CARIBBEAN
Report to the Midyear Meeting
Caracas, Venezuela
March 28 - 30, 2008
GUYANA
A withdrawal of ads from the privately owned Stabroek News by some 29 government ministries, agencies and state owned corporations commenced in November 2006 and continues. The boycott has been extended to ads placed by the Auditor General, the Guyana Police Force and the Guyana Defense Force.
In 2007 a regional media team headed by Mr Harold Hoyte had offered to intercede and to advise the government on a fair system of allocation of advertisements but had been rebuffed. The withdrawal has been widely condemned by local business, trade union and non governmental organizations and by international press freedom organizations namely the CPU, IAPA and IPI. A letter is also being sent to CARICOM. Editorials have been published in several regional newspapers criticizing the withdrawal of ads and calling for a fair system for the allocation of government advertisements.

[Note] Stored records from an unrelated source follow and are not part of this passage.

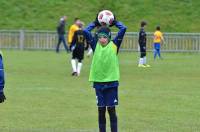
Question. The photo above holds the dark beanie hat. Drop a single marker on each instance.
(104, 31)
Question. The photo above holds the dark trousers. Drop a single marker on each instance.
(61, 38)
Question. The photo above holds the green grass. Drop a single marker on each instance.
(42, 96)
(172, 15)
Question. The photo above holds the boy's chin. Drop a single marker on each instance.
(104, 44)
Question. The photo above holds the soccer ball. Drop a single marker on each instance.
(105, 17)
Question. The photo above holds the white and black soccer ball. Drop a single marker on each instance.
(105, 17)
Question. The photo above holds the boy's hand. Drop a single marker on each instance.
(96, 22)
(113, 22)
(2, 97)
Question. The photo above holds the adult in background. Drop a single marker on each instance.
(78, 46)
(74, 27)
(142, 43)
(2, 82)
(158, 39)
(61, 34)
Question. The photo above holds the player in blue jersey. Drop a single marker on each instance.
(104, 71)
(2, 82)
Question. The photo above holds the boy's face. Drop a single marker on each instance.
(103, 40)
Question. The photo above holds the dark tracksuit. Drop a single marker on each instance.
(61, 36)
(142, 42)
(2, 82)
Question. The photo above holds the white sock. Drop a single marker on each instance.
(73, 62)
(79, 68)
(144, 60)
(140, 61)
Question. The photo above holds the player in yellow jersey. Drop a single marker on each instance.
(72, 29)
(158, 39)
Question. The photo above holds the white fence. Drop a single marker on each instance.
(47, 40)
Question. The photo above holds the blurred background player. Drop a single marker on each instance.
(158, 39)
(2, 82)
(74, 27)
(104, 71)
(78, 47)
(61, 34)
(142, 45)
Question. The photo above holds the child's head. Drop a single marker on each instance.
(143, 23)
(104, 35)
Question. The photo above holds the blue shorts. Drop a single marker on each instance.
(156, 45)
(107, 97)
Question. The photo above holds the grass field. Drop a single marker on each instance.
(171, 15)
(43, 97)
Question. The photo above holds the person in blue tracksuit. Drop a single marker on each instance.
(104, 71)
(2, 82)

The ad boycott has been widely condemned as an attack on press freedom designed to punish Stabroek News for its independent and critical editorial coverage of the government in direct breach of the provisions of Article 7 of the Declaration of Chapultepec.

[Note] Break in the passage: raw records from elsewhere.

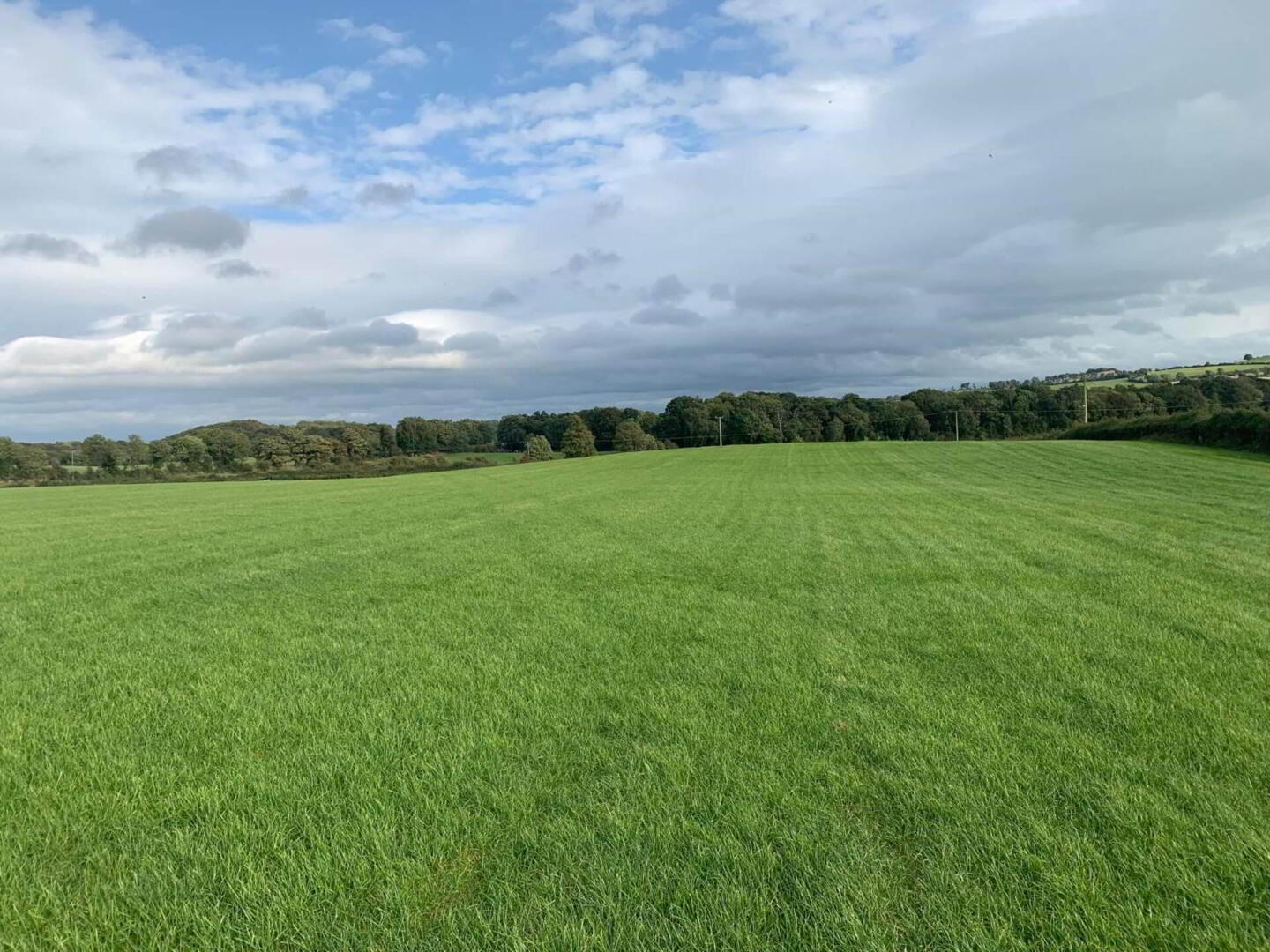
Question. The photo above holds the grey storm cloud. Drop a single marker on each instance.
(201, 228)
(606, 210)
(236, 268)
(172, 163)
(49, 248)
(1137, 325)
(308, 317)
(365, 337)
(296, 195)
(589, 259)
(199, 333)
(1125, 185)
(1200, 308)
(667, 315)
(669, 290)
(502, 297)
(473, 342)
(386, 193)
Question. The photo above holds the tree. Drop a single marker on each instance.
(190, 452)
(684, 419)
(417, 435)
(138, 452)
(19, 461)
(577, 441)
(317, 450)
(629, 438)
(161, 452)
(355, 444)
(95, 450)
(273, 450)
(225, 446)
(537, 449)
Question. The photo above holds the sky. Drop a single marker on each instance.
(362, 212)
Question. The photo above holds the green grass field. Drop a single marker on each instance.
(492, 457)
(1259, 367)
(886, 695)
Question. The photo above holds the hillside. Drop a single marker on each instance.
(880, 695)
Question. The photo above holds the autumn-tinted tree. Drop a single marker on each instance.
(138, 450)
(537, 449)
(628, 438)
(578, 441)
(225, 446)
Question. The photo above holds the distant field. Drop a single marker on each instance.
(843, 695)
(1263, 368)
(492, 457)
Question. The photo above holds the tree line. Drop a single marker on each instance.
(1001, 410)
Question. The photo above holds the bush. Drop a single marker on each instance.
(1232, 429)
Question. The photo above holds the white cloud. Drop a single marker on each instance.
(347, 28)
(995, 190)
(403, 56)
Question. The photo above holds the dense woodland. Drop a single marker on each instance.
(322, 447)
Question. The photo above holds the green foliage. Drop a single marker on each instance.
(536, 450)
(629, 438)
(884, 695)
(225, 446)
(19, 461)
(1232, 429)
(578, 441)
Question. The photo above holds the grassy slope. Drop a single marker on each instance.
(1198, 371)
(900, 695)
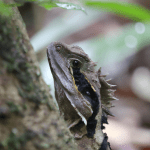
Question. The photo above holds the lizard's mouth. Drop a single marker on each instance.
(90, 95)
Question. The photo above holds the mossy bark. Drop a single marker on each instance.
(29, 119)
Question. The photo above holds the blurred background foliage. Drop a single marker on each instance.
(115, 34)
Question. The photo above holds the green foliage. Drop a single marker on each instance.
(64, 5)
(4, 9)
(129, 10)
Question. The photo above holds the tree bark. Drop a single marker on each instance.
(29, 119)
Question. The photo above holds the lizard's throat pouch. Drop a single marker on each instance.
(90, 95)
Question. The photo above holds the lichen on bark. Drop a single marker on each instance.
(28, 116)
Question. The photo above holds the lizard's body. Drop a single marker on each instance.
(82, 94)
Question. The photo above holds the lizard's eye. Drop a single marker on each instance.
(76, 64)
(58, 47)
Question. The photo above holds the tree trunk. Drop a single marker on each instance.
(29, 119)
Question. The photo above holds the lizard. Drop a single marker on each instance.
(83, 95)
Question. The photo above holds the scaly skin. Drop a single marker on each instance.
(82, 94)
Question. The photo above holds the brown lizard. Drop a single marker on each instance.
(83, 95)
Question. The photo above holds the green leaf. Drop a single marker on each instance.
(129, 10)
(65, 5)
(4, 9)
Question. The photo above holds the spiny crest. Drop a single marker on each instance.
(107, 94)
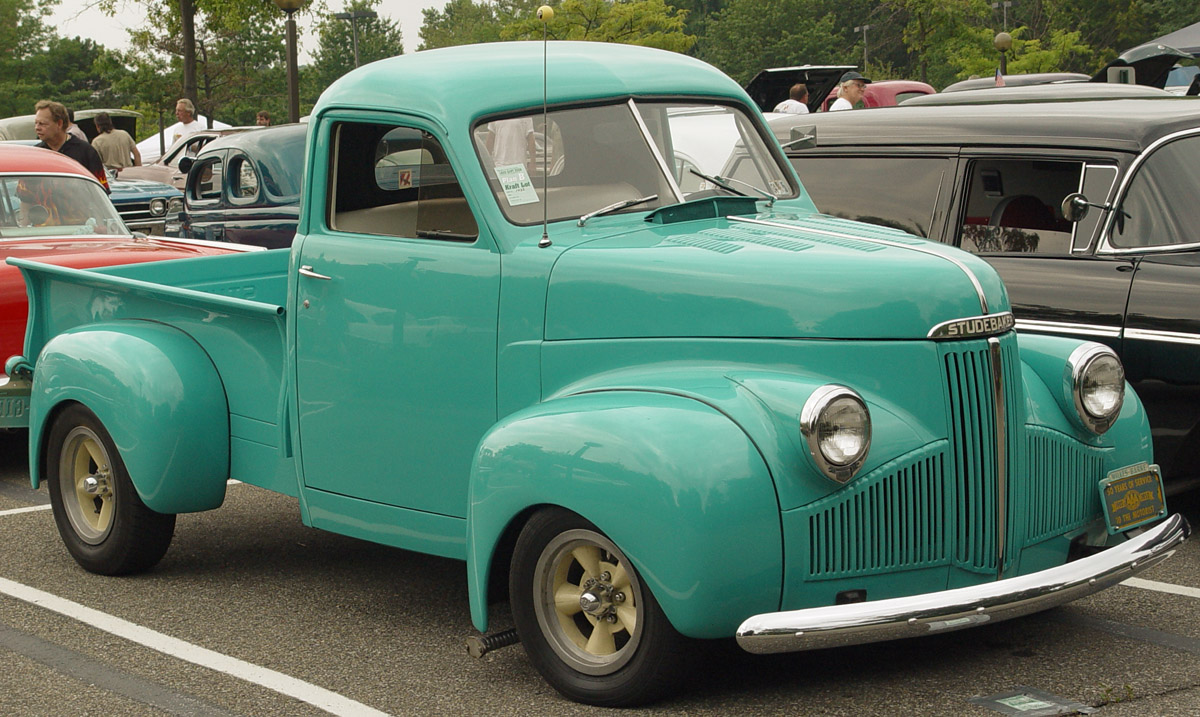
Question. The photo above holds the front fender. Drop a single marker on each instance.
(157, 395)
(673, 482)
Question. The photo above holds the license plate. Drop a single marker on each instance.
(1132, 496)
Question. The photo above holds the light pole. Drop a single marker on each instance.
(291, 7)
(1003, 42)
(864, 29)
(354, 17)
(1006, 5)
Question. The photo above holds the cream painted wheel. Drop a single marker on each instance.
(588, 602)
(99, 513)
(85, 478)
(587, 621)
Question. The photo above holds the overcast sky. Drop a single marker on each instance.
(78, 17)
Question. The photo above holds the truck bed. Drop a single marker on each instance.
(231, 305)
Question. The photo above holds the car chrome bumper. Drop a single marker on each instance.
(963, 607)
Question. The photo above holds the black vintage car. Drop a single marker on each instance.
(244, 188)
(994, 179)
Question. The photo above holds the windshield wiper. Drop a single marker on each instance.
(723, 182)
(616, 206)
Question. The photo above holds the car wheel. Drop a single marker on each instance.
(102, 520)
(588, 624)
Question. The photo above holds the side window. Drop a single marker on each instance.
(1014, 205)
(396, 181)
(244, 179)
(204, 180)
(1161, 208)
(898, 192)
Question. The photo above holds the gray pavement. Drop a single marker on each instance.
(385, 627)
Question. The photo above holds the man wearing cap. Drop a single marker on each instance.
(851, 88)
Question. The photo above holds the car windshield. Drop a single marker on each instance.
(41, 205)
(582, 160)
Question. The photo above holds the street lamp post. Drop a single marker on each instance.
(354, 17)
(863, 29)
(1003, 42)
(291, 7)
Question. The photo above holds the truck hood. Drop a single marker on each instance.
(772, 276)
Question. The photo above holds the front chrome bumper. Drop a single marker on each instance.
(963, 607)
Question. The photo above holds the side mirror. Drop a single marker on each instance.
(1074, 206)
(802, 138)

Apart from this ad boycott, the main complaint about the government from the press freedom standpoint is that it maintains a radio monopoly and has refused to issue licenses for private stations.
Apart from the above its record on press freedom has been reasonably good.
JAMAICA
Journalists are allowed to practice in an unfettered environment in Jamaica.
The new Jamaica Labour Party (JLP) Government which was elected on September 3, 2007, appointed a 12 member committee to make recommendations for the modernization of the country's libel and slander laws. Representatives from the Press Association of Jamaica (PAJ) and the Media Association of Jamaica (MAJ) were included. The Committee handed in its report earlier this month which called for wide ranging changes to existing laws. Media interest on the committee pushed for the adoption of the Sullivan Standard to be included in our laws. Other interests were opposed.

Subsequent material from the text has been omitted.